ЭПИКУР, написав государственному деятелю, заявляет: «Если вы желаете славы, ничто не может даровать ее больше, чем письма, которые я пишу вам»: и СЕНЕКА, цитируя эти слова, добавляет: «Что Эпикур обещал своему другу, то, мой Луцилий, я обещаю тебе». Orna me! — был постоянный крик ЦИЦЕРОНА; и он просит историка Лукцея написать отдельно о заговоре Катилины и опубликовать быстро, чтобы, пока он еще жил, он мог вкусить сладость своей славы. ГОРАЦИЙ и ОВИДИЙ были одинаково чувствительны к своему бессмертию; но какой современный поэт был бы допущен с таким признанием? И все же ДРАЙДЕН честно заявляет, что для него было лучше признать этот недостаток тщеславия, чем миру делать это за него; и добавляет: «По какой другой причине я провел свою жизнь в столь невыгодном изучении? Почему я состарился в поисках столь бесплодной награды, как слава? Те же части и применение, которые сделали меня поэтом, могли бы поднять меня до любых почестей мантии». Разве СЕРВАНТЕС не был очень чувствителен к своим собственным достоинствам, когда появился соперник? И разве он не утвердил их тоже, и не отличил свою собственную работу любезным комплиментом? ЛОПЕ ДЕ ВЕГА прославлял свои собственные поэтические силы под псевдонимом притворного редактора, Томаса Баргильоса. Я сожалею, что его благородный биограф, чем кто-либо другой не может более искренне сочувствовать эмоциям гения, осудил барда за его жалобный или бесстрашный тон и за причудливую концепцию его титульного листа, где его хулитель представлен как жук в vega, или саду, атакующий его цветы, но умирающий в самой сладости, которую он хотел бы повредить. Надпись под портретом БУАЛО, которая отдает предпочтение французскому сатирику перед Ювеналом и Горацием, как известно, была написана им самим. Не менее гордился своими достоинствами и БАТЛЕР; ибо он воздал должное своему «Гудибрасу» и проследил с большим самонаслаждением его разнообразие достоинств.
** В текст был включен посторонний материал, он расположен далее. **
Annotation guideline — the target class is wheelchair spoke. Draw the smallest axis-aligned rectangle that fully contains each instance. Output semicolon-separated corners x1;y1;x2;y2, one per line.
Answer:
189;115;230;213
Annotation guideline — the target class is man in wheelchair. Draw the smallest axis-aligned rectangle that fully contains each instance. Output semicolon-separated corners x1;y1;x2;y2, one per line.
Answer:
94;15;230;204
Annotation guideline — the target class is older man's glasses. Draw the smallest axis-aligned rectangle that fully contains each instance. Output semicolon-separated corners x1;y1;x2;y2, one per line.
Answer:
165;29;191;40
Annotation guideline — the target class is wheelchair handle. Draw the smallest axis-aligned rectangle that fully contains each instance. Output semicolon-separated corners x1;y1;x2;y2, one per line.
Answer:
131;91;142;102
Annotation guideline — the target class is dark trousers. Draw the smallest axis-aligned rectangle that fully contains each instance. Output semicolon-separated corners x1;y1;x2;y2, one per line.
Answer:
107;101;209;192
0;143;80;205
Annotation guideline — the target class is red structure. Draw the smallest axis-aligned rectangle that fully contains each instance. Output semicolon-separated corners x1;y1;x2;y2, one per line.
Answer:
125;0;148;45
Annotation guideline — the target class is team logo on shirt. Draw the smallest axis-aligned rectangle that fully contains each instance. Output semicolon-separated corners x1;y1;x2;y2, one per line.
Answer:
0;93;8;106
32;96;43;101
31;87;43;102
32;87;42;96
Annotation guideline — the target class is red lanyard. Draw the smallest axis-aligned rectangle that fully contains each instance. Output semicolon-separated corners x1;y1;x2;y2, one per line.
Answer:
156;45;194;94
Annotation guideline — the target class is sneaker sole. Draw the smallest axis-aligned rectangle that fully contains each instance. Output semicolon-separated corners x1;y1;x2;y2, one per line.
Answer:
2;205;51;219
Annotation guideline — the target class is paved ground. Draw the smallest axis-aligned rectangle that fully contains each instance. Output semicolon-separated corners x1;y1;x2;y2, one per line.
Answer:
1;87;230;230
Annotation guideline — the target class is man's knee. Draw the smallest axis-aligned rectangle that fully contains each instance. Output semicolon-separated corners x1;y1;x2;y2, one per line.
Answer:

РИЧАРДСОН, романист, демонстрирует один из самых поразительных примеров того, что называется литературным тщеславием, наслаждение автора своими трудами; он указал на все красоты своих трех великих работ различными способами. [А] Он всегда облагал посетителя одним из своих длинных писем. Именно это интенсивное самонаслаждение породило его объемные труды.